Of the many problems our feet will face, lego is the worst. (Is it lego or legos? What’s the plural of lego? Legi? Legon? Kenny Loggins? I feel like this is turning into a Brian Regan routine. Can we get a ruling on that one?)
I personally don’t need that prayer. I never step barefoot on legos. I step on them, all the time, but now that we live in Nashville I wear cowboy boots. Non stop. I don’t take them off. In the shower, in the pool, in our house, you can take my cowboy boots when you pry them from my cold, sweaty feet. (Even in death I will probably find a way to be too sweaty.)
I’m like a foot version of Tobias, in Arrested Development. I’m not a never nude, I’m a “never de-shoed.” We have rights you know. And lefts, both are covered in boots.

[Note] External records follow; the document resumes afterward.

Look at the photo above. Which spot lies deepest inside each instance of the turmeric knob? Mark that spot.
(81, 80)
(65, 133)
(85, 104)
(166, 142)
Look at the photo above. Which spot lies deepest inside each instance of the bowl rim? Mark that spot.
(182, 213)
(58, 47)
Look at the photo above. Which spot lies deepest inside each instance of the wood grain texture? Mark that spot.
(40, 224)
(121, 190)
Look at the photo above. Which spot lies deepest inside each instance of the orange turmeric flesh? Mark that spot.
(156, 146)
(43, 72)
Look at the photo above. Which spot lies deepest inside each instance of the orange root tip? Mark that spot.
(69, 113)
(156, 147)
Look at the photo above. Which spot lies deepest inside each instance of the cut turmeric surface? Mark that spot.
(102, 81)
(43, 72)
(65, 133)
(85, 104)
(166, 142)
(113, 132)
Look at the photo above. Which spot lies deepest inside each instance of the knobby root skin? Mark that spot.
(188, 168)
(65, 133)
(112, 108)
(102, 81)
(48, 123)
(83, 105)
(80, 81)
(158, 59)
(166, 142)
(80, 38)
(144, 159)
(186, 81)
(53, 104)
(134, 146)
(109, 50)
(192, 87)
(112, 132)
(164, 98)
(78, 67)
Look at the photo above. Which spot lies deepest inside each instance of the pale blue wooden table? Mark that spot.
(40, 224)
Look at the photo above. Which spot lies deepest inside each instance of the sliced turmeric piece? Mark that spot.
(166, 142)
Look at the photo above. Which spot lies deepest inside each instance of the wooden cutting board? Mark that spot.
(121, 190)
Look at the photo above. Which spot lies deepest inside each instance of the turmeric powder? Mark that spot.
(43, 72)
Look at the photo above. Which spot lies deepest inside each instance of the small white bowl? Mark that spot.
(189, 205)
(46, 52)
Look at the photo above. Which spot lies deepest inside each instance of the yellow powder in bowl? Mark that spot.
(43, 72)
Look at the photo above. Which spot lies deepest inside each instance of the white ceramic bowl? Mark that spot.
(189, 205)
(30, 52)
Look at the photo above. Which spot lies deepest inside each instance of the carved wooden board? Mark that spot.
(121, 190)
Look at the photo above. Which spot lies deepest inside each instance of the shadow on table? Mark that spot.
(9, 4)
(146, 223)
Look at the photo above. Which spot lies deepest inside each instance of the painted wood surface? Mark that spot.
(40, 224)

My prayer would be different than what the church asked for. My prayer would be “Lord, please heal the selective blindness that befalls my children whenever they use the stairs in our house.” I swear, the rest of the day their eyesight is amazing. They see everything! Baby birds, quarters on the side walk, there is nothing that misses their attention. Until they take the stairs up to their bedroom.
At that point, they are suddenly struck blind, incapable of seeing all of the things my wife and I have stacked on the stairs for them to carry up to their room. Clothes they need to put away, toys that should be back upstairs, pony tail holders? They can’t see anything. The size and brightness isn’t a factor either, as I have witnessed them deliberately take wide steps over some very bright My Little Pony obstacles.
The hardest part of this dilemma is that my wife Jenny swears it’s hereditary. She says they got it from me. She has talked to me about this problem many times during our 13 years of marriage. She has ample evidence. Pretty sure she once wrote me a note about it. Unfortunately she left it on the stairs and I never saw it.
Question:
Does anyone you know have stair blindness too?